Kevin Handlan

Personal information
- Date of birth: July 10, 1955 (age 70)
- Place of birth: St. Louis, Missouri, U.S.
- Position(s): Defender; midfielder;

College career
- Years: Team / Apps / (Gls)
- 1973–1976: Saint Louis Billikens

Senior career*
- Years: Team / Apps / (Gls)
- 1975: St. Louis Kutis
- 1978: San Jose Earthquakes / 2 / (0)
- 1978: Tulsa Roughnecks / 2 / (0)
- 1979: Los Angeles Skyhawks
- 1979–1980: St. Louis Steamers (indoor) / 14 / (0)
- 1980–1981: Chicago Horizon (indoor) / 29 / (13)
- 1981–1985: Kansas City Comets (indoor) / 129 / (15)

= Kevin Handlan =

American soccer player

Kevin Handlan is an American retired soccer defender who played professionally in the North American Soccer League and Major Indoor Soccer League. He currently works for the McInnis Group.

==Youth==
In 1973, Handlan graduated from Kirkwood High School where he was a four-year varsity soccer player. He is a member of the Kirkwood School District Athletic Hall of Fame. He attended St. Louis University, playing on the men's soccer team from 1973 to 1976. In 1973, the team won the NCAA Men's Division I Soccer Championship. In 1975, Handlan played for the St.
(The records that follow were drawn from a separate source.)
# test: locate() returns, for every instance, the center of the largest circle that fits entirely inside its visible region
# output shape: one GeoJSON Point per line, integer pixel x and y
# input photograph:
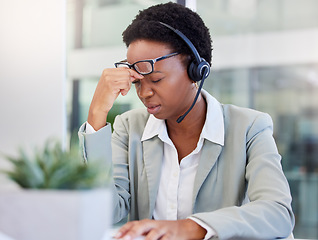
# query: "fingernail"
{"type": "Point", "coordinates": [117, 235]}
{"type": "Point", "coordinates": [127, 237]}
Louis Kutis team which went to the semifinals of the National Challenge Cup.

==Professional==
In 1978, Handlan played two games each for both the Tulsa Roughnecks and the San Jose Earthquakes of the North American Soccer League. He moved to the Los Angeles Skyhawks of the American Soccer League for the 1979 season. In the fall of 1979, Handlan signed with the St. Louis Steamers of the Major Indoor Soccer League. He played one season with the Steamers, one with the Chicago Horizon and four with the Kansas City Comets.